Standardizing the assessment of the Tumor Microenvironment (TME) is critical for personalizing therapy in Head and Neck Squamous Cell Carcinoma (HNSCC). As part of a larger multiomics effort to discover multiscale biomarkers, we developed a mathematical framework to quantify the topological grammar of three distinctive TME habitats (immune, tumor, and stroma) and identify the architectural constraints that define the HNSCC phenotypic profile.

Methods

We integrated CD45+ and PanCK+ spatial distributions to construct global cellular graphs across a cohort of HNSCC patients.
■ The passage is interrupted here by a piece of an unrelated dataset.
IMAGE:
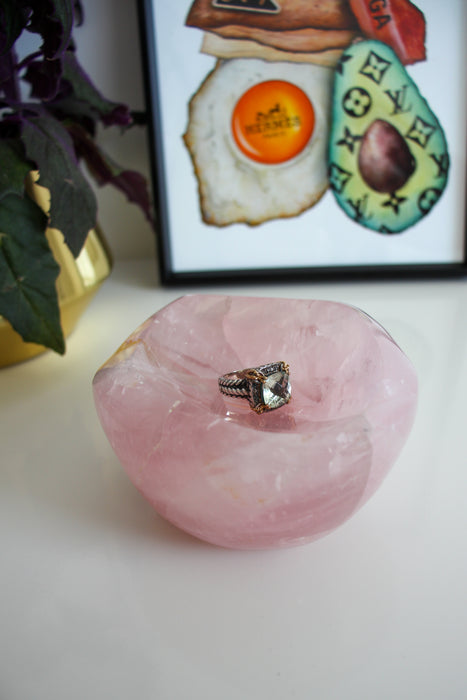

The Hausdorff distance (dH) was employed to measure topological similarity between habitats, identifying which architectural rules are conserved or decoupled. The sensitivity and directionality of these shifts were further validated using Mann-Whitney U tests and Cliff’s Delta effect size analysis, providing a non-parametric and multi-scale description of tissue organization.

Results

Analysis of the oropharyngeal carcinoma (OPC) microenvironment demonstrated significant architectural divergence. Clustering deviation and correlation variance (dH > 0.93) were the primary axes of structural decoupling, particularly at the immune-stroma interface. Conversely, central node dominance (dH < 0.2) was globally conserved across habitats, reflecting tissue characteristics that remain invariant despite metabolic or phenotypic heterogeneity. Cliff’s Delta values characterized the tumor parenchyma as exhibiting a state of topological dominance, with significant increases in high betweenness (delta = 0.79) and node dominance (delta = 0.46) relative to the stroma.

Conclusion

These findings suggest the Hausdorff metric can operate as a robust, observer-independent metric for characterizing the architectural landscape of the HNSCC tumor microenvironment. By identifying structural divergence or invariance in tissue organization, this framework can provide a quantitative bridge between mesoscale pathomics and macro-scale radiomics - offering a rigorous methodology for the discovery of structural biomarkers that may identify patients at risk of treatment failure. Ultimately, this topological approach supports the transition toward more precise, spatially-informed therapeutic strategies in HNSCC.